Но из чего рождаются переводы? Как они возникают? Я еще опишу подробно свои мучения, связанные с переводом шиллеровского стихотворения “Раздел земли”. Всего лишь одно словцо – отделяемая приставка “hin” – определило тогда интонацию стихотворения, судьбу перевода, а может быть, и всю мою дальнейшую переводческую судьбу. Я понял, что, из какого бы “сора” переводное стихотворение ни росло, вначале все равно должно стоять слово подлинника.
“Переводя, смотрите не только в бумагу, но и в окно”, – справедливо наставлял переводчиков Маршак, предостерегая их от мертвой академической книжности.
Однако из этого вовсе не следует, что, “глядя в окно”, можно забыть про “бумагу”, то есть не контролировать себя с помощью словаря, точного знания текста, не располагать необходимыми литературоведческими, историческими и прочими сведениями. В переводе поэзия встречается с филологией, вдохновенный порыв – с кропотливым исследованием. Даже на высшей точке вдохновения переводчик вынужден остерегаться, что его может унести далеко в сторону от подлинника, от материи первоисточника.
Все это, разумеется, не снимает главного требования к переводам и переводчикам: таланта, артистизма, поэтического изящества. Перевод, несомненно, является формой литературоведческого исследования, но только в том случае, если он художественно состоятелен.
В свой черед поэт чувствует себя намного свободнее, если он в достаточной степени оснащен знанием. Право на творческую вольность, на дерзание, на смелый и неожиданный ход дает лишь полное и всестороннее владение оригиналом.
Одно связано с другим.
Я переводил раннего Шиллера – “Мужицкую серенаду”, “Вытрезвление Бахуса”, мне надо было выявить и обосновать фольклорную подоплеку его юношеской лирики, пробиться не к мраморному божеству, не к Шиллеру бюстов и памятников, а к молодому белобрысому лекарю: нигде так не чувствуешь Шиллера, как на убогом чердаке его дома в лейпцигском предместье Голис[6]. Но чердак так бы и остался музеем, если бы в первооснове восприятия не лежали шиллеровские стихи, с их неповторимым ладом, лексикой, строфикой…

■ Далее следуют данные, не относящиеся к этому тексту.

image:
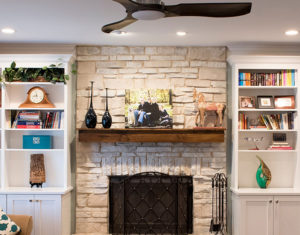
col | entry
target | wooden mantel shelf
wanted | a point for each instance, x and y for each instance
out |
(196, 135)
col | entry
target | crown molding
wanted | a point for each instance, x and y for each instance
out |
(36, 48)
(264, 49)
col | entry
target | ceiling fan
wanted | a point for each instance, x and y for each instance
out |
(156, 9)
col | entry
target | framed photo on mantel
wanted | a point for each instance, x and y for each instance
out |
(148, 108)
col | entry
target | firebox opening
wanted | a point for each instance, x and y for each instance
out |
(150, 203)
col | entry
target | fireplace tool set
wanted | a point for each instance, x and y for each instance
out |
(218, 223)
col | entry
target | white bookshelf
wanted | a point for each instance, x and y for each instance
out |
(13, 156)
(52, 202)
(248, 200)
(245, 164)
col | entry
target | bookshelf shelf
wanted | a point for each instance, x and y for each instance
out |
(267, 87)
(33, 83)
(15, 129)
(37, 109)
(34, 150)
(267, 151)
(267, 110)
(258, 130)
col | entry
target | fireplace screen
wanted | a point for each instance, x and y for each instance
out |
(151, 203)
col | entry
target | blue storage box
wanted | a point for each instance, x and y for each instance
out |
(37, 142)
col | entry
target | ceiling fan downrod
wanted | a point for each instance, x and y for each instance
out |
(159, 2)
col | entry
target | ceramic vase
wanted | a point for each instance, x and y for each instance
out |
(91, 117)
(106, 119)
(263, 174)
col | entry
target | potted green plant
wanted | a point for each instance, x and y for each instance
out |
(46, 74)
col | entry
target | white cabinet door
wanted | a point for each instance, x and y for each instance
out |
(257, 215)
(44, 209)
(47, 214)
(21, 205)
(286, 215)
(3, 202)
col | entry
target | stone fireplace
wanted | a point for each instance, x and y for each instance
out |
(181, 69)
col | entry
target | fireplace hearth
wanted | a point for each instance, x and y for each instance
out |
(151, 203)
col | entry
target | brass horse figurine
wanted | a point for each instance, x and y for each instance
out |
(203, 106)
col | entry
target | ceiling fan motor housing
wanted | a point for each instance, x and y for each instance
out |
(148, 1)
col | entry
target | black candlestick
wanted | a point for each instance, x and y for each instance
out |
(91, 117)
(106, 119)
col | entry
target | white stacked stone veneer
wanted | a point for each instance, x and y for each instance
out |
(118, 68)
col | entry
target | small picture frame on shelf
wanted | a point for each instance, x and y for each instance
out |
(247, 102)
(285, 102)
(265, 102)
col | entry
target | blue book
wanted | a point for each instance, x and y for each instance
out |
(240, 79)
(293, 77)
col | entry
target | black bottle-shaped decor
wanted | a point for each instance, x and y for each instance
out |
(91, 117)
(106, 119)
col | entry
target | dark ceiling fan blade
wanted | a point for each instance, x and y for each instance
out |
(118, 25)
(128, 4)
(208, 9)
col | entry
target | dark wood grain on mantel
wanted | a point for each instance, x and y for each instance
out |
(152, 135)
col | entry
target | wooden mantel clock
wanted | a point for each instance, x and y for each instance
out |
(37, 98)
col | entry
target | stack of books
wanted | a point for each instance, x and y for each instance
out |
(280, 146)
(38, 120)
(280, 142)
(28, 120)
(281, 78)
(283, 121)
(53, 120)
(243, 122)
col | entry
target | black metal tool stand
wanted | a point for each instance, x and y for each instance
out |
(218, 223)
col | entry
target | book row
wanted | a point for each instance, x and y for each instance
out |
(281, 78)
(37, 120)
(282, 121)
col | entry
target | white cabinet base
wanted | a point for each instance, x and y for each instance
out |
(265, 215)
(49, 212)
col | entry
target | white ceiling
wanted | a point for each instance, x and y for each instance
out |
(80, 22)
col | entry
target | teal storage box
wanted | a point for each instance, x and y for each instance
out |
(37, 142)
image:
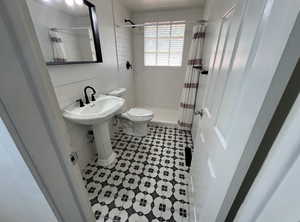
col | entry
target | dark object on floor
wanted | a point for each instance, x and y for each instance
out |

В переводе “Лагеря Валленштейна” встреча переводчика с автором шла как бы с другого конца. В этой работе ожил опыт моих шести с половиной армейских лет[7]. Я слышал ржание коней, скрип повозок, байки полковых балагуров, рассудительную речь бывалых солдат. Да, конечно, я переводил не кого-нибудь, а Шиллера, дышал Германией, немецкой музой, полюбившимся мне книттельферзом – немецким раёшным стихом[8]. Но при мне, со мной были и приамурские сопки, землянки, мои товарищи, с которыми я служил. В шиллеровский текст стали входить: “стрельбище”, “караульная будка”, “поверка”. Расстрига-капуцин в своей потешной проповеди кричал: “…в бога мать!” – причем делал это в достаточно верном соответствии с тем, что он произносил в подлиннике. Отчаянная бесшабашность, грубость, щемящая нежность, подневольность и повышенное чувство собственного достоинства – все, что перемешалось в жизни, было записано Шиллером в его народной драме.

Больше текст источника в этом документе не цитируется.